从社团回来的詹姆士发现已经很晚了,他匆忙小跑回教室,准备拿起书包离开。
然后,他撞见了在教室外望着里面的霄官。
“你在做什么?”詹姆士停下脚步,看着身着白衬衫黑马甲的代课老师,语气中不自觉的带着些警惕。
霄官收回视线,见如炸毛的小狸猫一样的少年,问道:“詹姆士,我是你的先生,你不该在你的问题前加上尊称吗?”
詹姆士的怀疑更浓了,“对于你这种来路不明的,恕我无法保持尊敬。”
有股强烈的不安与警惕充斥了年轻的詹姆士的内心,他不知这些感觉从何而来,但这种类似第六感的东西从小就伴随着他,他也一直很依赖信任这种感觉。
霄官先生却想明白了什么似的,他恍然地点点头,笑意极淡,指了指教室:“进来一起谈谈吧。”
詹姆士本来想拒绝,但他惊骇地发现自己的身体竟然不听使唤,擅自迈开步伐走近了教室。当他转角时,他这才注意到教室里还有个人没走。
“霄官先生,詹姆士?”怀缇合上书,疑惑地打了个招呼。
“你怎么还没走?”詹姆士急道,他额头都急出一层冷汗了,他的身体到现在还是不受他的控制,在怀缇奇怪的目光中坐到了她同桌的位置。
见怀缇没反应,詹姆士连连打眼色,“那个,我们的代课先生,他有问题。他控制了我,让我走进来.......”
因为焦急,詹姆士的语言表达能力都下降不少,但怀缇还是听明白了,她看着站在教室前的霄官先生,眼神中仍带着怀疑与不信。
“我确实找你们有事。
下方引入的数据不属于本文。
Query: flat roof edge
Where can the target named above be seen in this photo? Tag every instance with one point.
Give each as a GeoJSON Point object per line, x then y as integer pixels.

”霄官大大方方地承认了。
沐浴在残阳下的教室如向日葵的海洋,橘色与黑色的影子交杂切割,霄官先生就站在柱子的阴影下,高大,挺直;怀缇与詹姆士坐在夕阳下,与霄官相比显得那么瘦小。
难过一点一点爬上了怀缇稚嫩的脸庞,她不想把中午和蔼解惑的老师与一位图谋不轨的人联系在一起。
男人半隐在影子中,表情不明,他说道:“如果你们有什么想问的就问吧。”
“呼....”詹姆士发现自己身上的桎梏消失不见,大松了一口气,他死死盯着讲台后的男人,问道:“你到底是谁,又从何而来?”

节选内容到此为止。